Frente a la duda metódica de Descartes, explica Victoria Camps, concebida como instrumento para acceder a la verdad, Montaigne, heredero del escepticismo de los filósofos griegos, plantea un cuestionamiento aproximado, nunca definitivo, que no pretende llegar a conclusiones inapelables. Somos contradictorios e incoherentes y a lo más que podemos aspirar es a conocernos a nosotros mismos, sabiendo que hay realidades distintas que solo pueden abordarse desde el respeto y la conciencia de un “molde común humano”. Es mucho lo que ignoramos, pero de la incertidumbre nace la capacidad crítica o autocrítica que descarta los fáciles extremos para optar por la “vía del medio, ancha y abierta”. Hay varios Montaignes, precisa su traductor Jordi Bayod, pues pese a su temperamento hedonista el autor no se libró de padecer ataques de melancolía y fue esta, de hecho, la que lo llevó a la escritura, pero el viejo gentilhombre no solo no se arrepentía de su juventud licenciosa, sino que defendía sus gozos y desconfiaba del “exceso en la virtud” que malogra los consejos de los moralistas más adustos.

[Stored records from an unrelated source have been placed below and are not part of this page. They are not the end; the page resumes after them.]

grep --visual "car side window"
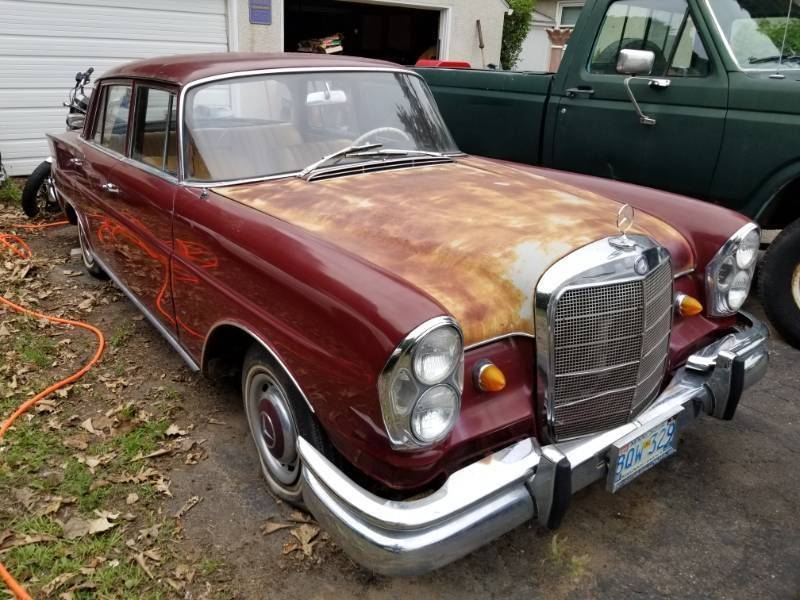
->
[589,0,710,77]
[95,85,131,154]
[131,86,178,175]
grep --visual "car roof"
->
[100,52,401,85]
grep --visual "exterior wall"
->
[235,0,508,67]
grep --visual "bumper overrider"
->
[299,314,768,575]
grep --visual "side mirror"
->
[617,49,656,77]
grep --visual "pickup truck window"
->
[94,85,131,155]
[709,0,800,71]
[589,0,709,77]
[183,71,458,182]
[131,86,178,175]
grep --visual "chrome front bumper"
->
[299,315,768,575]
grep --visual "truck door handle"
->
[566,86,594,98]
[647,78,672,90]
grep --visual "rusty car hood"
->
[214,157,693,345]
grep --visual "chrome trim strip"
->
[178,67,424,183]
[92,252,200,373]
[464,331,536,352]
[200,319,315,413]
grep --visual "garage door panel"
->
[0,0,227,44]
[0,35,227,59]
[0,0,233,175]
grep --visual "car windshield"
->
[184,71,458,181]
[709,0,800,70]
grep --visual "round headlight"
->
[717,256,736,292]
[411,385,459,444]
[414,327,461,385]
[736,230,761,269]
[728,271,750,310]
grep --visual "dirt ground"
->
[0,218,800,600]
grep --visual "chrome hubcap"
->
[247,371,299,485]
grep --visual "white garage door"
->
[0,0,228,175]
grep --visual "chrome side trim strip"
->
[92,252,200,373]
[464,331,536,352]
[200,320,315,413]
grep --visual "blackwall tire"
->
[22,161,58,219]
[758,221,800,348]
[242,343,327,508]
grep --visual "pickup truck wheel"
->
[78,219,108,279]
[242,344,323,507]
[759,221,800,348]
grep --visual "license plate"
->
[606,417,678,493]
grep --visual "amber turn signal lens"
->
[676,294,703,317]
[475,361,506,392]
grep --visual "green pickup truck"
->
[418,0,800,347]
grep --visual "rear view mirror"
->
[617,49,656,76]
[306,81,347,106]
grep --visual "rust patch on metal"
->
[214,157,691,345]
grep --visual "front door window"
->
[589,0,710,77]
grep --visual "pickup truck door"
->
[551,0,728,197]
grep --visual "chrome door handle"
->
[566,87,594,98]
[647,78,672,90]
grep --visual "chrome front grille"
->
[537,238,673,440]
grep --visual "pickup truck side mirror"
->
[617,48,656,77]
[617,49,656,127]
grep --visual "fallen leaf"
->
[64,516,117,540]
[261,517,292,535]
[164,423,186,437]
[42,573,78,596]
[61,433,89,450]
[289,524,319,556]
[175,496,202,519]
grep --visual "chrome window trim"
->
[178,67,450,188]
[534,235,674,443]
[705,0,800,73]
[200,319,316,413]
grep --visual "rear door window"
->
[131,85,178,175]
[94,85,131,155]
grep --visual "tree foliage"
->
[500,0,536,69]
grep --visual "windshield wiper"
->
[348,148,453,160]
[747,52,800,65]
[297,144,383,179]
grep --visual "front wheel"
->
[242,343,327,507]
[22,161,58,219]
[759,221,800,348]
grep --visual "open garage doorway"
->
[284,0,442,65]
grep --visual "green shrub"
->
[500,0,536,70]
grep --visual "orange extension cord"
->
[0,221,106,600]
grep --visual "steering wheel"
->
[353,127,411,146]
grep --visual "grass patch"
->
[14,329,56,368]
[108,323,134,348]
[0,177,22,205]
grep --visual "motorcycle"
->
[22,67,94,219]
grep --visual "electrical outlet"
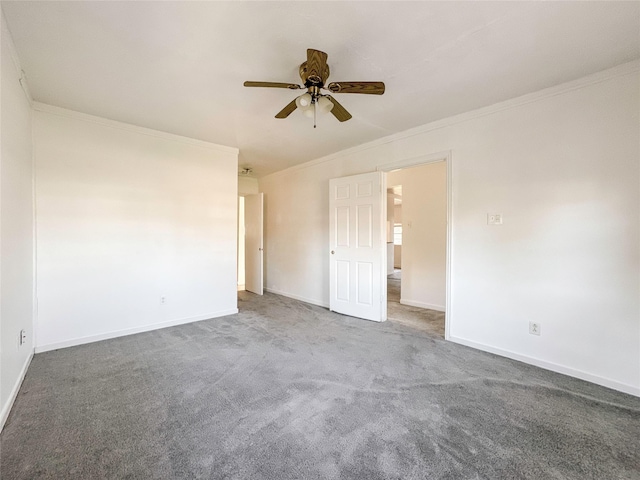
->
[487,213,502,225]
[529,322,542,335]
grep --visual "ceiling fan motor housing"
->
[300,62,329,88]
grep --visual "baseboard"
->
[36,308,238,353]
[0,352,34,432]
[400,298,446,312]
[264,288,329,308]
[448,335,640,397]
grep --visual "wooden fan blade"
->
[327,82,384,95]
[276,98,298,118]
[244,82,303,90]
[326,95,351,122]
[307,48,328,84]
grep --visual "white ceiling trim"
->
[265,60,640,178]
[33,102,240,155]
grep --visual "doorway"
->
[380,153,450,338]
[237,193,264,295]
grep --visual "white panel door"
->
[244,193,264,295]
[329,172,387,322]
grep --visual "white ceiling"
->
[2,1,640,176]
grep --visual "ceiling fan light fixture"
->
[302,104,315,118]
[316,97,333,113]
[296,93,312,108]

Frente a ellos, sostiene Vicente Molina Foix, el señor de Montaña, como lo llamó su temprano admirador Francisco de Quevedo, no trataba de educar ni de dar ejemplo, dado que su idea de la filosofía no era aleccionadora como la de Séneca o San Agustín, ilustres antecesores en el empleo de registros confesionales, sino puramente narrativa —Molina Foix define los Ensayos como “novela del yo”— y dirigida no tanto a formar caracteres como a compartir su experiencia personal de una manera inusualmente franca y bienhumorada. Es el tono de Montaigne, esa mezcla característica de desprejuiciada sabiduría y admirable ligereza, lo que convierte a sus lectores de cualquier tiempo —de ahí la universalidad de su obra— en semejantes y hermanos.